Decision support systems (DSS), for example, provide structured data and suggest options, reducing cognitive load and mitigating biases like overconfidence or anchoring (Power, 2002). Similarly, AI-driven systems can process vast datasets beyond human capacity, uncovering hidden patterns and correlations that might otherwise remain unnoticed. The use of natural language processing (NLP) allows users to interact with systems conversationally, simplifying complex data interpretation.
Moreover, visualization tools convert complex data into intuitive formats, aiding comprehension and fostering faster decision-making. As a result, technology acts as an extension of human cognition, reducing errors, and improving decision quality (Lindsay & Norman, 2017). By complementing human judgment with machine intelligence, organizations can make more objective, data-informed decisions and adapt more rapidly to changing environments.
Conclusion
Technological innovation continues to reshape the landscape of managerial decision-making profoundly. Trends such as Business Intelligence platforms and Big Data analytics empower organizations to leverage data more effectively. Meanwhile, computing capabilities like processing power and simulation facilitate more accurate and strategic decisions. Importantly, information systems serve as crucial tools for overcoming inherent human cognitive limitations, thereby enhancing decision quality and organizational agility. As technology advances, its integration into decision processes will remain vital for maintaining competitive advantage in an increasingly data-driven world.
References
- Brynjolfsson, E., & McAfee, A. (2017). Machine, Platform, Crowd: Harnessing our Digital Future. W. W. Norton & Company.
- Chen, H., Chiang, R. H., & Storey, V. C. (2012). Business Intelligence and Analytics: From Big Data to Strategic Business Insight. MIS Quarterly, 36(4), 1165–1188.
- Lindsay, P. H., & Norman, D. A. (2017). Human Information Processing. Academic Press.
- Marz, N., & Warren, J. (2015). Big Data: Principles and Paradigms. CRC Press.
- Power, D. J. (2002). Decision Support Systems: Concepts and Resources for Managers. Greenwood Publishing Group.
- Sharda, R., Delen, D., & Turban, E. (2020). Business Intelligence and Analytics: Systems for Decision Support. Pearson.

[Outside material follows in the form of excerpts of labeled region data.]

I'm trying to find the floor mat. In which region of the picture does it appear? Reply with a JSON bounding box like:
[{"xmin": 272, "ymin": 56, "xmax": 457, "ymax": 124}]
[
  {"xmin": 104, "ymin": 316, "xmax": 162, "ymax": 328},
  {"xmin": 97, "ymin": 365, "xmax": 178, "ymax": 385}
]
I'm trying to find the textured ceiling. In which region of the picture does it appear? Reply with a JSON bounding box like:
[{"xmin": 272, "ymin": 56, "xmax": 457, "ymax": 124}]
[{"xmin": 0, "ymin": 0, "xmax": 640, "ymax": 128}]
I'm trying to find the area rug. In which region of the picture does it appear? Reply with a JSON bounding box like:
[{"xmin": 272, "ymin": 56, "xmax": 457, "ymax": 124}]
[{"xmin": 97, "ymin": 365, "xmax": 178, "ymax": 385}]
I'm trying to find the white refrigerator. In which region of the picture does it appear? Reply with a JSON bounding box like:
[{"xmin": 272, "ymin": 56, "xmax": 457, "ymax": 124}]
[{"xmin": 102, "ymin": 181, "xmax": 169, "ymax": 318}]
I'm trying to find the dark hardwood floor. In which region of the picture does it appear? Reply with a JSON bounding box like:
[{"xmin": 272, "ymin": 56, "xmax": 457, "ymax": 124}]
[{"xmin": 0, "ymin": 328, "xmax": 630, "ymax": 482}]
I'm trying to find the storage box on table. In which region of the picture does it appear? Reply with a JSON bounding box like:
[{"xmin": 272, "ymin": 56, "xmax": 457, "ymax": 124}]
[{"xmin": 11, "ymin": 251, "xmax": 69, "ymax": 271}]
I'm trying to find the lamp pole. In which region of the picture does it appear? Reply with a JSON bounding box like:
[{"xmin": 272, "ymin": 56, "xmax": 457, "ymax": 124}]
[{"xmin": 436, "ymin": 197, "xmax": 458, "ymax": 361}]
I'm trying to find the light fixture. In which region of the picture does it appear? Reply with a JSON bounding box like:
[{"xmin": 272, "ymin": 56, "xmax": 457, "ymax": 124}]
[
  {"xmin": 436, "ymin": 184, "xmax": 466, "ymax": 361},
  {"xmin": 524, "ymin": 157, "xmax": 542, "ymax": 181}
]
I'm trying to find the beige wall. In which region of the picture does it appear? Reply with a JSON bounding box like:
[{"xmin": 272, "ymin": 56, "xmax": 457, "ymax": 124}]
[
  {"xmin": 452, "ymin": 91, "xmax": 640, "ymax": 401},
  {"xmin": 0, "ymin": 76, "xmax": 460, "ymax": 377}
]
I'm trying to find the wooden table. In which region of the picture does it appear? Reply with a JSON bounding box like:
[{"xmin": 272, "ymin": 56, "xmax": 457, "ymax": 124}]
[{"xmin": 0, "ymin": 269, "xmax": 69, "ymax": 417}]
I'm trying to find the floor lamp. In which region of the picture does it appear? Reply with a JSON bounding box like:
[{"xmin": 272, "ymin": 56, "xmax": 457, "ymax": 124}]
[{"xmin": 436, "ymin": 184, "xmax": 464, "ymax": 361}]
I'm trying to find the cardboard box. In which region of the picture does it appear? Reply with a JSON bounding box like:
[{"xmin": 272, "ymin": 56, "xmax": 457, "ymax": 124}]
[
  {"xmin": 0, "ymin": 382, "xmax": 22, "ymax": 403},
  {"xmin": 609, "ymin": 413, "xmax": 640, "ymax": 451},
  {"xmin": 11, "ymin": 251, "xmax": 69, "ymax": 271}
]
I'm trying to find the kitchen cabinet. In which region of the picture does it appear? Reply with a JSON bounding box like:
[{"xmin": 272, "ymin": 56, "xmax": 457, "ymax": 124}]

- Chen, H., Chiang, R. H., & Storey, V. C. (2012). Big Data in Big Companies. MIS Quarterly Executive, 11(4), 1–17.
- Marz, N., & Warren, J. (2015). Big Data: Principles and Paradigms. CRC Press.
- Brynjolfsson, E., & McAfee, A. (2017). The Business of Artificial Intelligence. Harvard Business Review, 95(4), 3–11.
- Sharda, R., Delen, D., & Turban, E. (2020). Business Intelligence and Analytics: Systems for Decision Support (11th ed.). Pearson.